Snatching Defeat on Immigration

Congratulations, President Obama and my fellow Democrats. You have managed to turn a winning issue for our party - immigration - into a losing one. Poll after poll is showing strong opposition to the President's policies with respect to the immigration issue.

It has gotten so bad that the majority of Americans want less legal immigration, and independents have switch solidly into the Republican camp on this issue. How did Democrats screw this up so badly?

By betraying legal immigrants, and selling the farm on behalf of those who are in the US illegally. The Senate "Gang of Eight" bill has little for legal immigrants, and most of what might benefit them is offset by tens of billions of dollars of unfunded and wasteful security spending which will inevitably catch legal immigrants in its net. I especially love how they "solved" the problem of backlogs of up to twenty years for some visa types - not by speeding up the lines, but by eliminating those visa types completely!

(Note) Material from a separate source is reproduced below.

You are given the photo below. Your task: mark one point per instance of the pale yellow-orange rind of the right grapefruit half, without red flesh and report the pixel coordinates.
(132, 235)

Brilliant!

What America needs is a full-throated, unabashed pro-legal-immigration party, a party that refutes the false and ugly claim (believed by 63% of Americans) that legal immigration harms the economy. Instead, we have an anti-immigration Republican party, and a Democratic party who only seems to care about securing another round of amnesty. Americans are siding with the former, and despite my extremely pro-immigration attitudes, I can certainly understand why. Hopefully my fellow liberals figure this out soon, or we are going to get hammered at the ballot box.

Saturday, August 30, 2014

Immigration and the Lump of Labor Fallacy

One very common (and bi-partisan!) argument I see against immigration is that it will lower wages of American workers. This meme is, fortunately, nonsense, as confirmed by numerous actual studies of real-world data. It is a classic example of what economists call the "Lump of Labor Fallacy" - the idea that there is a fixed pool of jobs, and if someone gets one, someone else does not. While this might be a sensible notion in one's very narrow experience, it is not true in the broader economy. If someone beats you out during the final interview round for a job, it is true that in the very short term, you are still out of work. However, the number of jobs in the economy does not decrease by one. Why? Because that someone will presumably spend their money from their new job, which will in turn create approximately one new job. If there were a million open positions across the US before the final interview round, there will still be a million the next day.

Immigration works the same way. Assuming for a moment that immigrants are more or less demographically matched to the native population in terms of education, age, etc, then any jobs they "take" will be made up for by the jobs they create when they spend their earnings. At first principle, this is a wash. In reality, immigrants are not demographically matched, so they can have impacts in specific labor markets where they are concentrated. If, for example, we were to allow a million dock workers to immigrate to the US, it is obvious that the wages of dock workers would fall. However, this would mean prices for goods passing through the docks would fall, which would in turn mean we'd all have a few more dollars in our pockets each month. When we spend this money, we'd create jobs all throughout the economy. How many? About as many as were lost by native dock workers! Likewise, the push to import a bunch of STEM workers will almost certainly depress wages for native STEM workers, but it means everyone else will be getting STEM products for cheap, saving us cash that we can then spend on other things. So while STEM workers have a right to complain, and may even deserve some sort of compensation or protection, overall, society wins.

If you can't see my point, let's try it another way. It should be obvious that population size of a country has essentially no impact on wages - there are plenty of counties of all sizes which are rich, and plenty which are poor. Therefore, to claim that immigration can lower wages is to claim that the economy somehow differentiates between population growth via border crossings and population growth via vagina crossings. That, of course, is absurd.